Do You Need Professional Editing?

Is it worth it to pay a professional editor before submitting to publishers?

It depends on how clean your skills are.

First, you always, always, always need several content readers to go through your manuscript before you send it in. These should be fellow writers, your critique group and/or others who are well read and who have no emotional investment in protecting your fragile psyche. These readers should do what we call a “content edit” to evaluate your story, characterization, flow, style, plot, etc. to help you find inconsistencies and plot holes. They’ll probably also pick up a good portion of your grammar mistakes and typos.

Second, you always, always, always need someone to do a copy/line edit of your manuscript before you send it in. If you’re highly skilled in editing yourself, then you can probably get by with a proofreader who has a strong grammar background. This could also be a fellow writer or someone in your critique group.

If however, you know you have difficulties, or you don’t know anyone with the appropriate skills who’ll read it for free, then yes, hire someone. Make sure they have credentials and experience–a high level of grammar and writing skills; an idea of what is currently selling (as in, they read a lot of popular writing, as well as the classics); and happy, repeat customers who have been published.

Author: LDS Publisher

I am an anonymous blogger who works in the LDS publishing industry. I blog about topics that help authors seeking publication and about published fiction by LDS authors.

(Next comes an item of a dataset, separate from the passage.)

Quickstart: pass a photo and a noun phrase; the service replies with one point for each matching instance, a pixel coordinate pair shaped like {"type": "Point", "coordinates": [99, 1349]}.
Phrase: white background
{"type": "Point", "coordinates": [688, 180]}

4 thoughts on “Do You Need Professional Editing?”

  1. I could not agree more. Even when you think you’ve found every possible mistake, someone will come along and find a ton you overlooked. You get blind to your own work after staring at it for so long. I would be toast if it weren’t for my pre-readers.

  2. Where do you find pre-readers? Critique groups?

    Before hiring an editor how do you find out if he/she has the proper credentials/satisfied customers?

  3. I’ll take a stab here, if you don’t mind, LDSP!

    I get my pre-readers from my family and friends who all like to read. It’s important that you choose people who are very literate, who have read a lot in the market you’re shooting for, and who aren’t afraid to point out your mistakes. If you get feedback from a reader and they say they didn’t find anything wrong with the book, use someone else next time — it’s impossible to have a whole book with nothing wrong with it. That reader either didn’t see the mistakes (which is bad) or was chicken to tell you about them (which is bad)

    As far as hiring an editor goes, I’ll let someone else handle that. I’ve never actually hired anyone — I usually trade edits with other authors who also edit.

  4. I agree with Tristi on where to find readers. You can find critique groups by going to local writer conferences. Talk to the people you meet there. Find some that you’re comfortable with and see if they have a group you can join or if they’d like to create a group with you.

    As to the editors, ask your author friends (from the conference or critique group) who they would recommend. Then ask the editors themselves what their experience is and ask for a list of 5-10 satisfied customers. Then call those customers and see what they say about working with the person and the quality of work they feel they’ve gotten. You can also ask if they’ll do 2 or 3 pages gratis so you can see if you like their style. Some will, some won’t.